The Foundation for Historical Louisiana (FHL) has retained the architectural firm of RMJM Hillier to complete an independent assessment of the Medical Center of New Orleans. “Big Charity,” as it is called locally, was closed by the LSU Health Sciences Center in September 2005 after Katrina. Today, the National Trust for Historic Preservation named Charity Hospital and the adjacent neighborhood in New Orleans to its 2008 list of America’s 11 Most Endangered Historic Places.
"This study to re-invigorate Charity Hospital, a healthcare icon in Louisiana, is an important opportunity,” said Steve McDaniel, AIA, Principal with RMJM Hillier. “We are very pleased to be leading a team that includes experts in a wide range of fields including historic preservation and healthcare design. We will be as creative as possible in producing a viable concept for re-using Charity as a modern healthcare facility."
“The Charity Hospital is an important historic landmark in New Orleans,” added Dr. George C. Skarmeas, AIA, Preservation Architecture Studio Director with RMJM Hillier. “It deserves a careful evaluation to produce a sensible and sustainable plan for its future."

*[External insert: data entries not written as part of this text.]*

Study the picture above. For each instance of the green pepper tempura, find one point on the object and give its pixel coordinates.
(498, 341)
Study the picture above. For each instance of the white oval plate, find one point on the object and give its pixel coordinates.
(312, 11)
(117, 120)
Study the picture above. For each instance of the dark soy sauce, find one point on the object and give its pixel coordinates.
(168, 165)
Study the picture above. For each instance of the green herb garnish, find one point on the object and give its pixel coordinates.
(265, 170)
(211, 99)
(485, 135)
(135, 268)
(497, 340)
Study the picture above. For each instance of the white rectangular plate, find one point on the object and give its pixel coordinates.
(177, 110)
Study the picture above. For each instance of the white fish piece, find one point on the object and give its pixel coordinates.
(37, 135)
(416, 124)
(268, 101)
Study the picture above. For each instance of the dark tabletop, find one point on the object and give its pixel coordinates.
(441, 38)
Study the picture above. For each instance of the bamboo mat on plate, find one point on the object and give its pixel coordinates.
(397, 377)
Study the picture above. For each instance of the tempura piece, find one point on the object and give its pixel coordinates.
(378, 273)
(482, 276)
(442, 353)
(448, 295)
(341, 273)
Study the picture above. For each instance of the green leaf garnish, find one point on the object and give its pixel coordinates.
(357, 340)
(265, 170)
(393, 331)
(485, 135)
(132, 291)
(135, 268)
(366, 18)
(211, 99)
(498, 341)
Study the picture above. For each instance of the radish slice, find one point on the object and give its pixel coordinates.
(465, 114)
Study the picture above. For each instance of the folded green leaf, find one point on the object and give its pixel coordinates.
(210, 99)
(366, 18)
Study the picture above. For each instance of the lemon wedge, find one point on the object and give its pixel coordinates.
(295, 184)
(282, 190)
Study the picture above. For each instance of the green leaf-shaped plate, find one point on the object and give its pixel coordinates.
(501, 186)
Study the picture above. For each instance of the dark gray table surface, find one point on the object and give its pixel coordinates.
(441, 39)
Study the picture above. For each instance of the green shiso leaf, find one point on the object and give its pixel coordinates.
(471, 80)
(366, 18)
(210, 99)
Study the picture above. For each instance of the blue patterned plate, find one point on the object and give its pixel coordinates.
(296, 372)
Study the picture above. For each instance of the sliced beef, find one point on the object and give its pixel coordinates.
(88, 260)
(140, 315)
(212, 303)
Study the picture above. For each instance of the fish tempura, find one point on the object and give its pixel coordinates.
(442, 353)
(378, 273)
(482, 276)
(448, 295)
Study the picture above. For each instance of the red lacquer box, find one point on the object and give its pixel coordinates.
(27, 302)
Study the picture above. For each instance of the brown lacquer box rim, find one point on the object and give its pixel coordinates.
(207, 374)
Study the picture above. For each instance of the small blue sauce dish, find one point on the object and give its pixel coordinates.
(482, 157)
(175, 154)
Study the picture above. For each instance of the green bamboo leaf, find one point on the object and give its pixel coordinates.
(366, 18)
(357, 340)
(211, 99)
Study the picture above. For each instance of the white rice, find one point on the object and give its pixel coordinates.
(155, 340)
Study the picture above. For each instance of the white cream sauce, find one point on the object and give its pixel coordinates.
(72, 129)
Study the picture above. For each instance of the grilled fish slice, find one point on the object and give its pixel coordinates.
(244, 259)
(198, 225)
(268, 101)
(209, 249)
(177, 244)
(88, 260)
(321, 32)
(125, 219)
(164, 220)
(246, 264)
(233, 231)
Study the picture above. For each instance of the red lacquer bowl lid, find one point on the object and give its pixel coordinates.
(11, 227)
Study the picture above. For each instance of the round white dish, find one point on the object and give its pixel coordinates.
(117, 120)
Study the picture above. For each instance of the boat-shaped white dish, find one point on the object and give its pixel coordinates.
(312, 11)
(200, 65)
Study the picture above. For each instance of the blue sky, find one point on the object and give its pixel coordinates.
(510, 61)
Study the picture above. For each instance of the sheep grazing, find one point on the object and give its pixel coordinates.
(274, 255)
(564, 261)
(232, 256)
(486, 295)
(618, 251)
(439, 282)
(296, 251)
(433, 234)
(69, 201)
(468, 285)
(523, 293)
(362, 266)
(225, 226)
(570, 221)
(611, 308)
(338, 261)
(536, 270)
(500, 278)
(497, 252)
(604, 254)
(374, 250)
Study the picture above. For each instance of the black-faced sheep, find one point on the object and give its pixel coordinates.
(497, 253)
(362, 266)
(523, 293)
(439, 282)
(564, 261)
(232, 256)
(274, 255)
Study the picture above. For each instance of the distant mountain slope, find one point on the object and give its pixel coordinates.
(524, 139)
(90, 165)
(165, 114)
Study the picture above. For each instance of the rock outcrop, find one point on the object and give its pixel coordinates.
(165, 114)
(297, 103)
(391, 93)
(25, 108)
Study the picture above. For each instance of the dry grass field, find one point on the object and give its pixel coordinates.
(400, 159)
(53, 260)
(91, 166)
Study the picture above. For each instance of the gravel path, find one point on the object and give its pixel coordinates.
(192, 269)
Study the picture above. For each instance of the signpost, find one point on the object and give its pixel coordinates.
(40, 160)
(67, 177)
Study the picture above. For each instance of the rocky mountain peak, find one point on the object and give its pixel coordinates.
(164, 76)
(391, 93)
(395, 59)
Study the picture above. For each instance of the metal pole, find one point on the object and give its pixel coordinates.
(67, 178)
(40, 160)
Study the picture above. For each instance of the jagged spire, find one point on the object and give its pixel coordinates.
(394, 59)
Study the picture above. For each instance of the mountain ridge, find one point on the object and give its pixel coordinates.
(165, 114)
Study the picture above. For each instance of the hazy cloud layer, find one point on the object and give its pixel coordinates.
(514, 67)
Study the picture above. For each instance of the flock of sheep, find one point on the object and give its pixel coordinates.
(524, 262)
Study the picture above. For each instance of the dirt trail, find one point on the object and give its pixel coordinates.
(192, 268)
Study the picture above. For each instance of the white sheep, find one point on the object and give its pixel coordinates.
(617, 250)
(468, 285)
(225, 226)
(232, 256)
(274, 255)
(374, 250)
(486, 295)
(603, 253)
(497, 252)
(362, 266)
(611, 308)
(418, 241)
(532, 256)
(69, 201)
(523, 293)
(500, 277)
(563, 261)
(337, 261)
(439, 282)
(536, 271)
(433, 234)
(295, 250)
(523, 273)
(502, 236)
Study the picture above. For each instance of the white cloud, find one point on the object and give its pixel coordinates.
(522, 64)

Charity Hospital is the premier example of Art Deco architecture in New Orleans and carries with it a historic legacy that reaches back more than 250 years. Classically designed with streamline elements, the H-shaped building was designed by the firm of Weiss, Dreyfous & Seiferth, which also designed the Art Deco State Capitol in Baton Rouge. Founded in 1735 to serve the indigent, Charity’s social impact derived from its commitment to progressive health care for the poor. In addition to being the second oldest continuing public hospital in the United States, Charity was the second largest hospital in the nation until it was closed in September 2005.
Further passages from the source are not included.